Pues bien, en cuanto hace referencia al derecho a la salud, debe decirse que éste puede ser objeto de amparo constitucional cuando se encuentre en conexidad con el derecho a la vida, entendiendo éste no sólo como la existencia meramente biológica, sino en su concepción amplia, esto es, atendiendo la calidad misma. Por ello, la tutela es viable cuando la protección de esa garantía sea necesaria para garantizar la continuidad de la existencia de la persona en condiciones de dignidad.

En tales casos se ha ordenado a las E.P.S. o a las A.R.S. prestar la atención médica al paciente o suministrarle los medicamentos necesarios para el restablecimiento de la salud. Ahora, cuando quien demanda la atención pertenece a las Fuerzas Militares o a la Policía Nacional, es evidente que el servicio será prestado por el Sistema de Salud de las Fuerzas Militares y de la Policía Nacional, a través de los establecimientos de sanidad.

Por manera que el retiro o el desacuartelamiento de la institución conlleva, en principio, que esa obligación de atención médica y asistencial cese, pues es lógico que el sistema opere para quienes se encuentren vinculados, no de otra manera podría sostenerse. Sin embargo, esa regla admite excepciones, pues si se demuestra que las afecciones padecidas por el ex uniformado son producto de la prestación del servicio, es decir, se adquirieron por causa o razón del mismo, o que siendo anteriores a éste se han agravado durante la actividad militar o policial, la institución tiene el deber de continuar prestando la atención médica, pues no puede abandonar y desproteger a una persona que ingresó en buenas condiciones de salud y que por haber prestado el servicio a la patria resultó disminuida en su capacidad psicofísica.

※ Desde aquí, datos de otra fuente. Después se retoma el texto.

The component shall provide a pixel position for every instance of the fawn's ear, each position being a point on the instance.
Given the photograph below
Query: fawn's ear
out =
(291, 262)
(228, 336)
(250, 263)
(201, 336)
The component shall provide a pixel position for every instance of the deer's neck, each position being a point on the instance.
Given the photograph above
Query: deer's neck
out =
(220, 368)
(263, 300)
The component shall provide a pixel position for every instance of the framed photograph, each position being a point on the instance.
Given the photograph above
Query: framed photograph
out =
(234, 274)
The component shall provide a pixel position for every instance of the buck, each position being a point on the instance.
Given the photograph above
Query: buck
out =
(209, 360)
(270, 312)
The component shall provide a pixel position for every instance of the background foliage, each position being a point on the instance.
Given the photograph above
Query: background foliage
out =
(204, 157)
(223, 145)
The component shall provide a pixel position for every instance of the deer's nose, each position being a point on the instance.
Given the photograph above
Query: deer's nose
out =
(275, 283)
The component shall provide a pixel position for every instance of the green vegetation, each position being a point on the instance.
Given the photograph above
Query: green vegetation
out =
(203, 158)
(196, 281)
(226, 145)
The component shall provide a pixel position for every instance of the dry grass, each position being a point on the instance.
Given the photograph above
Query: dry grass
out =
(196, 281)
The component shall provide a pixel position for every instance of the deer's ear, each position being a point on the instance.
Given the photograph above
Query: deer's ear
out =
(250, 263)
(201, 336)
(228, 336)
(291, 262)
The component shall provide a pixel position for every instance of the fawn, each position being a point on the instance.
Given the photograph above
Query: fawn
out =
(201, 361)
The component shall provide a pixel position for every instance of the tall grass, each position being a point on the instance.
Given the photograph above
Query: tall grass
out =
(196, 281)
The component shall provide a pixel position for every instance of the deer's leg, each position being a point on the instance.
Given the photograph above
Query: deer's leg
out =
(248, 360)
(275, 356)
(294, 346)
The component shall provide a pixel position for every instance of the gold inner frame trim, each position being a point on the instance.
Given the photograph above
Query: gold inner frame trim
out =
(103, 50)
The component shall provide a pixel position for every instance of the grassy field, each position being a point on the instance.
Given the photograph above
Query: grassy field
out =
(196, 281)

En efecto, cuando un individuo ingresa al Ejército o a la Policía Nacional se le deben practicar los exámenes de rigor, luego de lo cual se le considera « apto para el servicio», lo que supone que su alistamiento fue en condiciones óptimas. Y si durante la prestación del mismo sufre un accidente, una lesión o adquiere una enfermedad que le deja como consecuencia una afección física o psíquica, los establecimientos de sanidad, con independencia de su vinculación y con mayor razón cuando por esa lesión o enfermedad se le retira del servicio, deben continuar prestando la atención médica que sea necesaria, siempre que de no hacerlo oportunamente pueda ponerse en riesgo la salud, la vida o la integridad de la persona.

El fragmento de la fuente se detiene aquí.